At the beginning we came out with a hypothesis: people who are dissatisfied by the national government will be less likely to turnout, but only in case they also have low trust for the EU institutions. In other words, the effect of “govdis” depends on the values of “trusteu”: when “trusteu” has value 0 (the respondent does not trust the EU), “govdis” should have a negative effect on turnout, while when “trusteu” has value 1 the effect of “govdis” should not be there (or be even positive, for that matter). Practically, we will fit a new model with an interaction between “govdis” and “trusteu”. We expect the main effect of “govdis” to be negative, and the interaction effect of “govdis” with “trusteu” to be positive.
mod.3 <- glm(turnout ~ polint + govdis*trusteu,
family = binomial(link = logit),
data = data)
summary(mod.3)
##
## Call:
## glm(formula = turnout ~ polint + govdis * trusteu, family = binomial(link = logit),
## data = data)
##
## Deviance Residuals:
## Min 1Q Median 3Q Max
## -2.1669 -0.9911 -0.3388 1.0619 2.0291
##
## Coefficients:
## Estimate Std. Error z value Pr(>|z|)
## (Intercept) -1.8533 0.2981 -6.218 5.05e-10 ***
## polint 0.9068 0.1129 8.029 9.81e-16 ***
## govdis -0.9756 0.4092 -2.384 0.01713 *
## trusteu 0.3450 0.1097 3.147 0.00165 **
## govdis:trusteu 0.3883 0.1645 2.360 0.01829 *
## ---
## Signif. codes: 0 '***' 0.001 '**' 0.01 '*' 0.05 '.' 0.1 ' ' 1
##
## (Dispersion parameter for binomial family taken to be 1)
##
## Null deviance: 1136.52 on 819 degrees of freedom
## Residual deviance: 993.82 on 815 degrees of freedom
## AIC: 1003.8
##
## Number of Fisher Scoring iterations: 3
The coefficients seem to confirm our theory. All good. We can go for a beer. Let’s plot the results using the same procedure that we have seen above:
betas.2 <- coef(mod.3)
varcov.2 <- vcov(mod.3)
set.seed(4682)
n <- 1000
sim.pred.2 <- data.frame(mvrnorm(n = n,mu = betas.2,Sigma = varcov.2))

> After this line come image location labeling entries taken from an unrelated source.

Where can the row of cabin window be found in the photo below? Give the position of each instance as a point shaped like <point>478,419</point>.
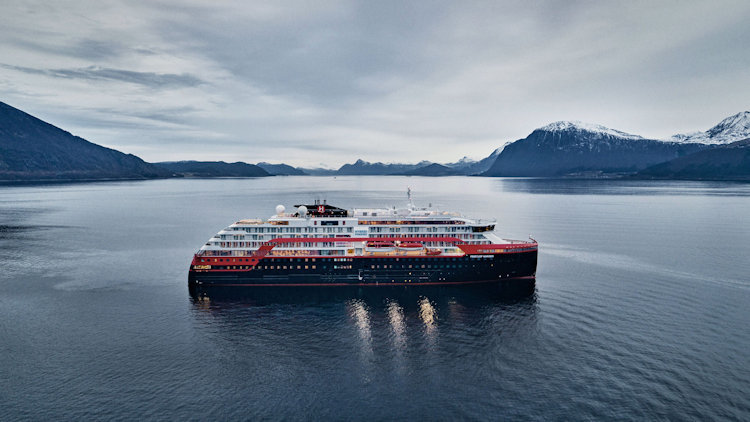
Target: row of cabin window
<point>301,260</point>
<point>338,267</point>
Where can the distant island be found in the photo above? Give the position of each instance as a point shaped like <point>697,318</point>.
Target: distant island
<point>33,150</point>
<point>212,169</point>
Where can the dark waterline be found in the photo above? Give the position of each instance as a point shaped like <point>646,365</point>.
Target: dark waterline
<point>639,310</point>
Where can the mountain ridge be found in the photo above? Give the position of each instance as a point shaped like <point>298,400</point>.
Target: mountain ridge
<point>34,150</point>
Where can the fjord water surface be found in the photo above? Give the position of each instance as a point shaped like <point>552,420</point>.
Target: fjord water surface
<point>639,311</point>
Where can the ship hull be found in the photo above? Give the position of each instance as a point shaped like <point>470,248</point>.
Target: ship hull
<point>372,271</point>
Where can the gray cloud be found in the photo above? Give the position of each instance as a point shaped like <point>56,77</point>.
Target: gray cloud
<point>149,79</point>
<point>335,80</point>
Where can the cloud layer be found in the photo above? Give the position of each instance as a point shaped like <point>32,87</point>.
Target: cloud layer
<point>331,81</point>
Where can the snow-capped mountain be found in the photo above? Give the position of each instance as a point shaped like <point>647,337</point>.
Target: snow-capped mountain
<point>731,129</point>
<point>469,166</point>
<point>591,130</point>
<point>564,148</point>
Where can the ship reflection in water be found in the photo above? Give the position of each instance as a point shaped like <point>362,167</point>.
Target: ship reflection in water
<point>370,331</point>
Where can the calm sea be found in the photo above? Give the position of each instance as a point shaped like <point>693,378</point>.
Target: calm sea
<point>640,310</point>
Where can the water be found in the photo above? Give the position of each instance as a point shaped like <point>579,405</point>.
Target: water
<point>639,311</point>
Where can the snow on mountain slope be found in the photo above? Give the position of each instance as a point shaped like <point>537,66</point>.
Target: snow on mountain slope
<point>731,129</point>
<point>587,127</point>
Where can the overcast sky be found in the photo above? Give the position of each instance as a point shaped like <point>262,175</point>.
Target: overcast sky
<point>327,82</point>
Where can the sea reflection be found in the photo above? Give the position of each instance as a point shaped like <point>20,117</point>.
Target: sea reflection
<point>606,186</point>
<point>379,317</point>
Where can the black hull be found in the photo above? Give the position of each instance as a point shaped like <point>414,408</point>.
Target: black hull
<point>404,271</point>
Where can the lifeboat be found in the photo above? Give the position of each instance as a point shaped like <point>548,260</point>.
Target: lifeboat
<point>379,246</point>
<point>410,246</point>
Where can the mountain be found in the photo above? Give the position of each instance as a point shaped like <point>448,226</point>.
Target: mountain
<point>433,169</point>
<point>470,167</point>
<point>731,129</point>
<point>31,149</point>
<point>724,162</point>
<point>319,171</point>
<point>280,169</point>
<point>361,167</point>
<point>213,169</point>
<point>569,148</point>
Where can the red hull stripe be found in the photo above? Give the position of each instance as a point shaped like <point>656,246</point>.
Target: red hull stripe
<point>433,283</point>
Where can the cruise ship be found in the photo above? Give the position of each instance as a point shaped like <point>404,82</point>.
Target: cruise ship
<point>323,245</point>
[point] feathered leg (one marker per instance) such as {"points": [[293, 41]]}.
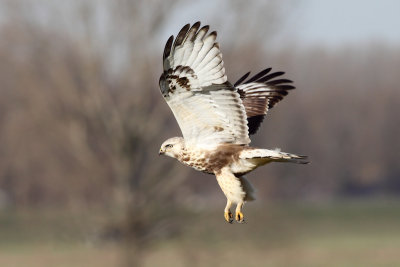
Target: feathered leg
{"points": [[227, 212], [239, 215]]}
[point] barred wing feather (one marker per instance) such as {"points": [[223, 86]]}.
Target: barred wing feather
{"points": [[206, 106], [260, 93]]}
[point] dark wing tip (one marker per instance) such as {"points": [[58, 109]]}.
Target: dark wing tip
{"points": [[241, 79], [271, 76], [181, 35], [168, 46], [259, 75]]}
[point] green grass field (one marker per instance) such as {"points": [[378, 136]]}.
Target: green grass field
{"points": [[343, 233]]}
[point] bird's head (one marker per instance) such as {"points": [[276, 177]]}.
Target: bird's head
{"points": [[172, 147]]}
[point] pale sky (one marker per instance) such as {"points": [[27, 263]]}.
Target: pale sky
{"points": [[310, 22], [351, 21]]}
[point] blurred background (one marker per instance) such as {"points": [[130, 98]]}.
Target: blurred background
{"points": [[82, 120]]}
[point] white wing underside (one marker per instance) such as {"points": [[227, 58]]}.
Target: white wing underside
{"points": [[207, 108]]}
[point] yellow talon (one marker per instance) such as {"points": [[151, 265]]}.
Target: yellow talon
{"points": [[239, 217], [228, 216]]}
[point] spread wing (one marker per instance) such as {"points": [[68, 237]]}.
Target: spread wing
{"points": [[260, 93], [206, 106]]}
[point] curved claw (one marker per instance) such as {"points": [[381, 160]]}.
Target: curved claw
{"points": [[239, 217], [228, 216]]}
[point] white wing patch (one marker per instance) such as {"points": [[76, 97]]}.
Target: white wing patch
{"points": [[208, 109]]}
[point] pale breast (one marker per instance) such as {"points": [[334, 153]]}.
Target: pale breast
{"points": [[211, 161]]}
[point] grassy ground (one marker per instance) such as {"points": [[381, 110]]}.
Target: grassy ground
{"points": [[345, 233]]}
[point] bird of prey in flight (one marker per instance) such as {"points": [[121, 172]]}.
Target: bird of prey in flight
{"points": [[217, 117]]}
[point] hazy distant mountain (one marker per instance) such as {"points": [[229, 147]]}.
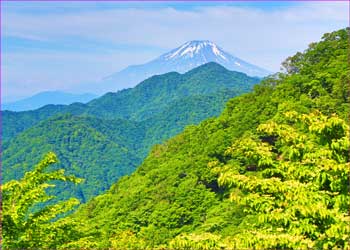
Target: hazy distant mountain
{"points": [[109, 136], [182, 59], [47, 97]]}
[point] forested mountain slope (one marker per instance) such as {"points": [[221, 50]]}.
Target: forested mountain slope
{"points": [[147, 99], [270, 172], [108, 137]]}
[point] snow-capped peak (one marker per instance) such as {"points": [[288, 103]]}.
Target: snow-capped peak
{"points": [[199, 47]]}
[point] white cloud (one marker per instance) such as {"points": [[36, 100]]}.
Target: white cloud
{"points": [[262, 37]]}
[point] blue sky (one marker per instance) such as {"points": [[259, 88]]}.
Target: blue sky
{"points": [[60, 45]]}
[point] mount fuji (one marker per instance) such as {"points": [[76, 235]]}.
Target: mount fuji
{"points": [[182, 59]]}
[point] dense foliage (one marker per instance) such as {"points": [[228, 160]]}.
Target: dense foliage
{"points": [[108, 137], [25, 227], [271, 171]]}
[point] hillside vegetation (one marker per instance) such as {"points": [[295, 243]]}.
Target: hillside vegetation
{"points": [[110, 136], [270, 171]]}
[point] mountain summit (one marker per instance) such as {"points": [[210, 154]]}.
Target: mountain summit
{"points": [[182, 59]]}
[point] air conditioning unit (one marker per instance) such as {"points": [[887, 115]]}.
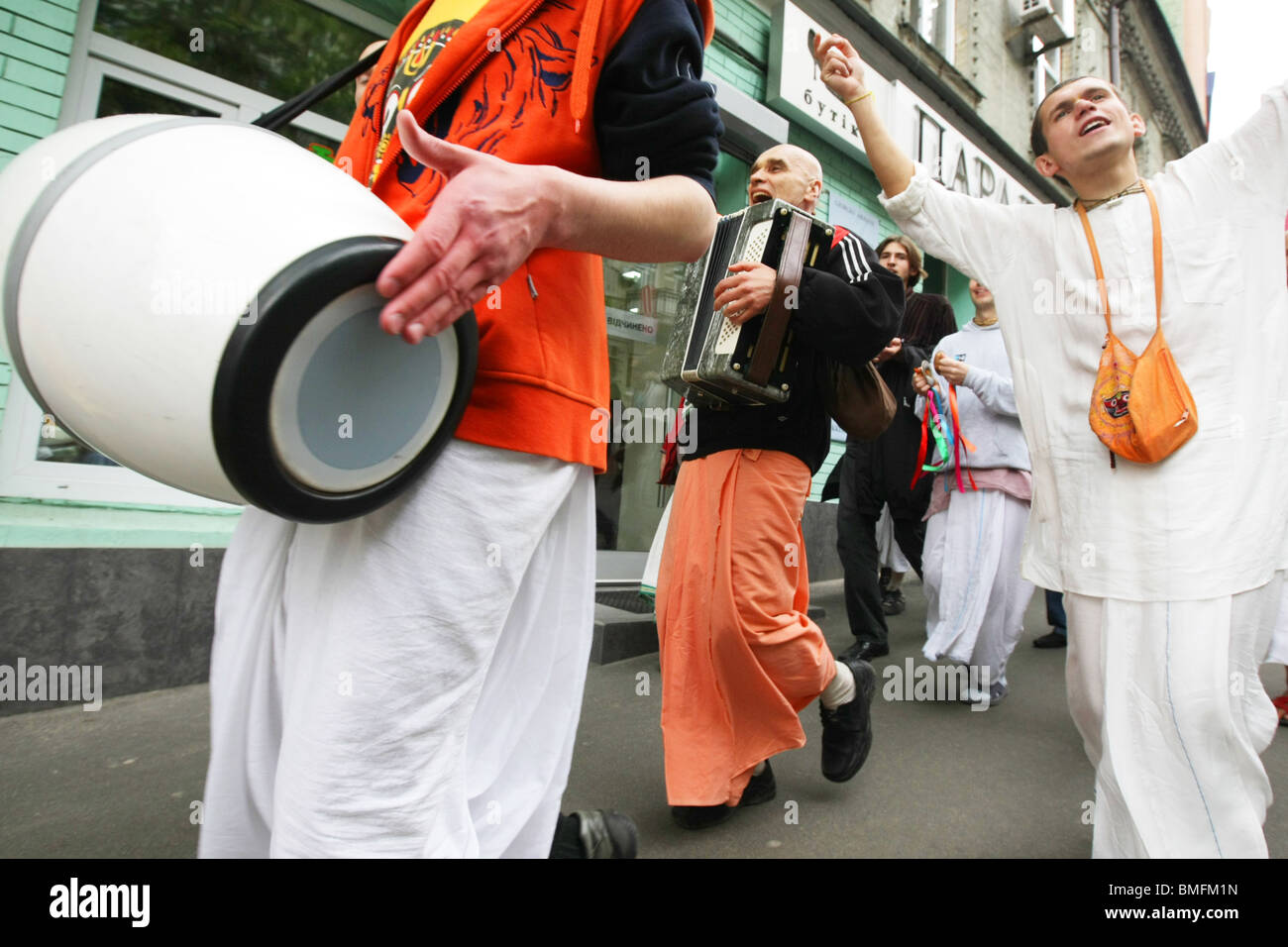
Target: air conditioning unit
{"points": [[1048, 20], [1028, 11]]}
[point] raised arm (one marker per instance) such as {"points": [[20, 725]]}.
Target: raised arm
{"points": [[1248, 167], [842, 73], [851, 305], [492, 214]]}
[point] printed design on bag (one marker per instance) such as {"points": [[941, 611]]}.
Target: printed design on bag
{"points": [[1116, 405]]}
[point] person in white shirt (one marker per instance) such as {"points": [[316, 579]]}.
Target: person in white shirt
{"points": [[979, 505], [1171, 571]]}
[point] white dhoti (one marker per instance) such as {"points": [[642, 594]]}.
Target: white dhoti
{"points": [[975, 596], [1278, 652], [407, 684], [1173, 716], [889, 556]]}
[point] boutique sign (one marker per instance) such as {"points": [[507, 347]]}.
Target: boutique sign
{"points": [[798, 90]]}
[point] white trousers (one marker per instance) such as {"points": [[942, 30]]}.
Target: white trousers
{"points": [[889, 556], [1173, 718], [407, 684], [975, 596]]}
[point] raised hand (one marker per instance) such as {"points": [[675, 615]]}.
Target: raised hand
{"points": [[949, 368], [840, 67], [483, 224]]}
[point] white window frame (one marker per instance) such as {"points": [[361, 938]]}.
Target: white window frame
{"points": [[95, 56], [1046, 69]]}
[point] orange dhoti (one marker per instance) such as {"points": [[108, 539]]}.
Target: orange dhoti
{"points": [[739, 655]]}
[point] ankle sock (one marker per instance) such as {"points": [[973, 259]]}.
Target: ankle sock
{"points": [[840, 689]]}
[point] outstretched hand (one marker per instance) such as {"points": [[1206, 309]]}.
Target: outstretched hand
{"points": [[949, 368], [889, 352], [483, 224], [840, 67]]}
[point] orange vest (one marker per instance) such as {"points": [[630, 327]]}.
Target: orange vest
{"points": [[528, 71]]}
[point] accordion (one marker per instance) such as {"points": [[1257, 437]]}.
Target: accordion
{"points": [[717, 364]]}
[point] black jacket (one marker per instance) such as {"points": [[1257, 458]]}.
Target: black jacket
{"points": [[885, 467], [850, 307]]}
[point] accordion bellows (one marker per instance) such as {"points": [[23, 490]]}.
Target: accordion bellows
{"points": [[707, 357]]}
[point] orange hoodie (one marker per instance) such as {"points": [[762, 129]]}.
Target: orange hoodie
{"points": [[528, 72]]}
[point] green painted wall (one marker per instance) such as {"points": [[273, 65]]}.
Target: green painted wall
{"points": [[35, 44]]}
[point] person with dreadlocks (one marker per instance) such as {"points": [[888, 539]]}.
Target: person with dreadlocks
{"points": [[880, 472], [979, 505]]}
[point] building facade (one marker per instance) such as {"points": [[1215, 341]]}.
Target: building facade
{"points": [[93, 553]]}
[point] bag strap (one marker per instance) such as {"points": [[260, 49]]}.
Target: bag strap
{"points": [[791, 264], [292, 108], [1158, 260]]}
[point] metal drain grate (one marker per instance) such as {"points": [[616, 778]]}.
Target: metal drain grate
{"points": [[629, 600]]}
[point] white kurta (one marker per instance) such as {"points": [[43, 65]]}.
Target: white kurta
{"points": [[1173, 570], [1211, 519]]}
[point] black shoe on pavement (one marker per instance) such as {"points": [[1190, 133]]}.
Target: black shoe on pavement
{"points": [[761, 788], [864, 651], [893, 602], [1051, 641], [606, 834], [848, 728], [699, 815]]}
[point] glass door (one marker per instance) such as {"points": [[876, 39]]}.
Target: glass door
{"points": [[642, 302]]}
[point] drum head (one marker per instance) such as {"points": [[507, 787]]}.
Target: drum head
{"points": [[318, 414]]}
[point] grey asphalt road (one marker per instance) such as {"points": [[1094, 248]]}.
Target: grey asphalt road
{"points": [[943, 781]]}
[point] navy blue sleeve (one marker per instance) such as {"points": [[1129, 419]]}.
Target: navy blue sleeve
{"points": [[652, 103]]}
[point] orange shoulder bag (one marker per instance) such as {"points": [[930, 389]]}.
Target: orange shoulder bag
{"points": [[1141, 407]]}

names(sim.pred.2) <- c("intercept",names(betas.2)[2:4],"int")
Now we care about the effect of “trusteu”, so we extrapolate its range:
trusteu.range <- seq(min(data$trusteu), max(data$trusteu), length.out = 100)
And we set “polint” to its mean:
m.int <- mean(data$polint)
How about “govdis”? This is also part of our story, so we should let it vary as well. However, it is a dummy variable, so there is no range to be stored, only two levels: 0 and 1.
This time we create two empty matrices to save our predictions: one for the predicted probabilities when “govdis” = 0, the other for the predicted probabilities when “govdis” = 1.
res.0 <- matrix(NA,nrow = length(trusteu.range), ncol = 4)
res.1 <- matrix(NA,nrow = length(trusteu.range), ncol = 4)
Now we can run the loop
for(i in 1:length(trusteu.range)){
a <- trusteu.range[i]
p.0 <- inv.logit.fun(sim.pred.2$intercept +
m.int*sim.pred.2$polint +
0*sim.pred.2$govdis + a*sim.pred.2$trusteu + 0*a*sim.pred.2$int)
# This is the set of prediction with "govdis" = 0
res.0[i,] <- c(a,
mean(p.0),
quantile(p.0, p = 0.025),
quantile(p.0, p = 0.975))
p.1 <- inv.logit.fun(sim.pred.2$intercept +
m.int*sim.pred.2$polint +
1*sim.pred.2$govdis + a*sim.pred.2$trusteu + 1*a*sim.pred.2$int)
# This is the set of prediction with "govdis" = 1
res.1[i,] <- c(a,
mean(p.1),
quantile(p.1, p = 0.025),
quantile(p.1, p = 0.975))
}
data.sim.2 <- data.frame(rbind(res.0,res.1)) # We put the two sets of predictions together
names(data.sim.2) <- c("X","Y","LO","HI")
data.sim.2$GR <- rep(c("Approve","Disapprove"), each = length(trusteu.range))
And now let’s do the plot:
ggplot(data.sim.2, aes(x = X, y = Y, group = GR)) +
geom_line(aes(colour = GR)) +
geom_ribbon(aes(ymin = LO, ymax = HI), fill = "gray70", alpha = 0.5) +
scale_colour_manual(values = c("red","blue"), "") +
scale_y_continuous(limits = c(0,1)) +
xlab('Trust in the EU') +
ylab('Turnout') +
theme_bw()
Looks like that beer will have to wait. Once we have plotted the coefficients, it the effect is not there anymore.